The corresponding LLVM side of change is https://reviews.llvm.org/D74572

ast accepted this revision.Feb 19 2020, 6:28 PM

lgtm. Thanks for explaining lvalue/value trick.

This revision is now accepted and ready to land.Feb 19 2020, 6:28 PM

rebase on top of master

Let's extend __builtin_btf_type_id() to accept second argument specifying whether it's local BTF ID (from program's BTF) or target BTF ID (from kernel/module BTF)? We can probably make it an enum just like with preserve_access_index() built-in, for easy future extension. WDYT?

Let's extend __builtin_btf_type_id() to accept second argument specifying whether it's local BTF ID (from program's BTF) or target BTF ID (from kernel/module BTF)? We can probably make it an enum just like with preserve_access_index() built-in, for easy future extension. WDYT?

This is on my to-do list. Haven't do it since the builtin is not used yet. Will do this once my bpf_iter v2 is sent out.

yonghong-song edited the summary of this revision. (Show Details)

add second argument to __builtin_btf_type_id() to indicate whether a relocation should be generated or not.

what's the use case for flag==0 (no relocation)? why using built-in at all in such case? Also flag==1 means relocate to local BTF ID or remote (kernel) BTF ID? Do you plan to add flag=2 as well to cover both cases? Or am I misunderstanding the meaning of this flag?

what's the use case for flag==0 (no relocation)? why using built-in at all in such case? Also flag==1 means relocate to local BTF ID or remote (kernel) BTF ID? Do you plan to add flag=2 as well to cover both cases? Or am I misunderstanding the meaning of this flag?

Originally, I thought flag = 0 for the following use case:

e.g., they just want to know the type of a particular local structure for pretty print purpose.
Note that currently only types for global/extern variables, function parameters are recorded in btf.
  int test() {
     struct { int a; int b; ...} ctx;
     btf_id = __builtin_btf_type_id(ctx, 0);
     bpf_seq_write(seq, &btf_id, sizeof(btf_id));
     bpf_seq_write(seq, &ctx, sizeof(ctx));
     ...
  }

But obviously without relocation, this will not work with btf deduplication, future static linking etc.

flag 1: for relocation. My original thinking is for vmlinux relocation.

I think you brought a good point about local relocation, so will need
to change the flag to:

flag 0 : local relocation
flag 1:  vmlinux relocation

Two more relocation types will be generated:

BTF_TYPE_ID_LOCAL
BTF_TYPE_ID_REMOTE
yonghong-song edited the summary of this revision. (Show Details)May 5 2020, 9:29 AM

what's the use case for flag==0 (no relocation)? why using built-in at all in such case? Also flag==1 means relocate to local BTF ID or remote (kernel) BTF ID? Do you plan to add flag=2 as well to cover both cases? Or am I misunderstanding the meaning of this flag?

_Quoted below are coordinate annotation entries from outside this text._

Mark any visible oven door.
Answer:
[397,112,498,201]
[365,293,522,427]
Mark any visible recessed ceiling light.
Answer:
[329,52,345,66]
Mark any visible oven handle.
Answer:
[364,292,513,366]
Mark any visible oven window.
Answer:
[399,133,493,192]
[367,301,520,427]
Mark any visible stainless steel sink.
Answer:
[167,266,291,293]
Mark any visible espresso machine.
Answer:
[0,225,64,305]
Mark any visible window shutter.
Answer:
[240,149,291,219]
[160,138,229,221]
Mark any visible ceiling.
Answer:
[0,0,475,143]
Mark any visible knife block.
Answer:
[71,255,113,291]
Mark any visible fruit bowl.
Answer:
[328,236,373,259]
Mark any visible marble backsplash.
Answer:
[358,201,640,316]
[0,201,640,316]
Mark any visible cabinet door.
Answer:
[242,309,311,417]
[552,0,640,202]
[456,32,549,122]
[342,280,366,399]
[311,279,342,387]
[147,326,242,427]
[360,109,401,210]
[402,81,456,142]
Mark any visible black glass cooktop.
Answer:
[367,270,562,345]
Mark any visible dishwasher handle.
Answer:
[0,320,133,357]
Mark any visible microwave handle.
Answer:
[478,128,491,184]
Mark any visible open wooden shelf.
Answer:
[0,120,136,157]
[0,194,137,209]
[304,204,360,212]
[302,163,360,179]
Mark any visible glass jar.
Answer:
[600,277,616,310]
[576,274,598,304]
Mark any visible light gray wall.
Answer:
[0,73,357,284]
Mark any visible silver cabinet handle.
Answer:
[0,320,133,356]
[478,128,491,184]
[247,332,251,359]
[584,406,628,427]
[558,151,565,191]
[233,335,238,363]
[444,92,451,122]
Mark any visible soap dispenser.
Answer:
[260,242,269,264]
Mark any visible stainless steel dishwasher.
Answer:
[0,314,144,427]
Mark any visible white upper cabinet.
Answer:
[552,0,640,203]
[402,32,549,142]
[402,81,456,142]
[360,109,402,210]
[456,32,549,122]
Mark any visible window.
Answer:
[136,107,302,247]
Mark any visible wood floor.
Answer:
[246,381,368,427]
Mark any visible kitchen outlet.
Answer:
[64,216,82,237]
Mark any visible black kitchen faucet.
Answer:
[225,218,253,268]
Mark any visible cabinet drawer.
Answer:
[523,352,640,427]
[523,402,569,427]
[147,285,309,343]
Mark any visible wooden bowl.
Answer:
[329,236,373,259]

Originally, I thought flag = 0 for the following use case:

e.g., they just want to know the type of a particular local structure for pretty print purpose.
Note that currently only types for global/extern variables, function parameters are recorded in btf.
  int test() {
     struct { int a; int b; ...} ctx;
     btf_id = __builtin_btf_type_id(ctx, 0);
     bpf_seq_write(seq, &btf_id, sizeof(btf_id));
     bpf_seq_write(seq, &ctx, sizeof(ctx));
     ...
  }

But obviously without relocation, this will not work with btf deduplication, future static linking etc.

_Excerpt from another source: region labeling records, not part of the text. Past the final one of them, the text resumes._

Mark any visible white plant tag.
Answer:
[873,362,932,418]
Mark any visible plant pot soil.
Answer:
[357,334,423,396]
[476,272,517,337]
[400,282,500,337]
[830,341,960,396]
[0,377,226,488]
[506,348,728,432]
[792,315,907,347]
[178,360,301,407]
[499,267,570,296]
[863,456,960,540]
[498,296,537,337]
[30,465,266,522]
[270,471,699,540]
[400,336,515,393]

Right, that's what I was thinking. We should have relocation always, even if it's a noop for libbpf today.

flag 1: for relocation. My original thinking is for vmlinux relocation.

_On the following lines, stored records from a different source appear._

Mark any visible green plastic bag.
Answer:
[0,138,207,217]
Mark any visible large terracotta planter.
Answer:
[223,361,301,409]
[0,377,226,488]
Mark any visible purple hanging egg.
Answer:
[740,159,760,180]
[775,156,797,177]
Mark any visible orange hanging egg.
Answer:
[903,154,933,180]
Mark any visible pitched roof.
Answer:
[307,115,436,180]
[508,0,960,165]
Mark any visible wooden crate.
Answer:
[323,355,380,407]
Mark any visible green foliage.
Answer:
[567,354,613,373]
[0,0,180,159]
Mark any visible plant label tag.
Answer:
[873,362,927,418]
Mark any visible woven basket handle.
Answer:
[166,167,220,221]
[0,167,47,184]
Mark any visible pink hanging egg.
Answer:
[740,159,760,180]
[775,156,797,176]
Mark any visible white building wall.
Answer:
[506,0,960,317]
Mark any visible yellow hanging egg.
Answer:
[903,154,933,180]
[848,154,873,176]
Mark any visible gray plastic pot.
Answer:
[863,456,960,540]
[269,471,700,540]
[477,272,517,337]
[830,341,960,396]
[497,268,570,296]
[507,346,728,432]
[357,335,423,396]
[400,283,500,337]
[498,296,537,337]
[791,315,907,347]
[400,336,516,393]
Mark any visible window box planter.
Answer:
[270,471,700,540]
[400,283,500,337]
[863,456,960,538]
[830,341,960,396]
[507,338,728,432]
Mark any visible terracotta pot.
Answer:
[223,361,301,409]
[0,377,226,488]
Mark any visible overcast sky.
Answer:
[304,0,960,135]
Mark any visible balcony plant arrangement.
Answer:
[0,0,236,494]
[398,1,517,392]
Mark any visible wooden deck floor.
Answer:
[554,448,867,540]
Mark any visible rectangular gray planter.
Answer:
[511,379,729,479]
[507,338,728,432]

I think you brought a good point about local relocation, so will need
to change the flag to:

flag 0 : local relocation
flag 1:  vmlinux relocation

Two more relocation types will be generated:

BTF_TYPE_ID_LOCAL
BTF_TYPE_ID_REMOTE

Yep, that would be great.

This revision was automatically updated to reflect the committed changes.
dblaikie added a subscriber: dblaikie.

(mentioned also on the LLVM side of this D74572)

If this is in the interests of retaining certain types in the emitted debug info - it seems quite complicated compared to what I'd hope for. Would it be sufficient to support attribute((used)) on a type and have that force the type to be emitted into DWARF (this could be implemented using DICompileUNit's "retainedTypes" list (& is similar to what LLVM does for references to enum constants where the enum isn't otherwise used as a type in a function signature, variable, etc - attaching them to the DICompileUnit's "enums" list)). That seems like a more general purpose and tidier way that adding/removing things, having extra transformation passes, etc. (& even if attribute((used)) isn't suitable for your needs - at least, hopefully, you could still use DICompileUnit's retainedTypes list to save your types detected through some other means, and not need the backend pass to strip out these extra intrinsic calls, etc)?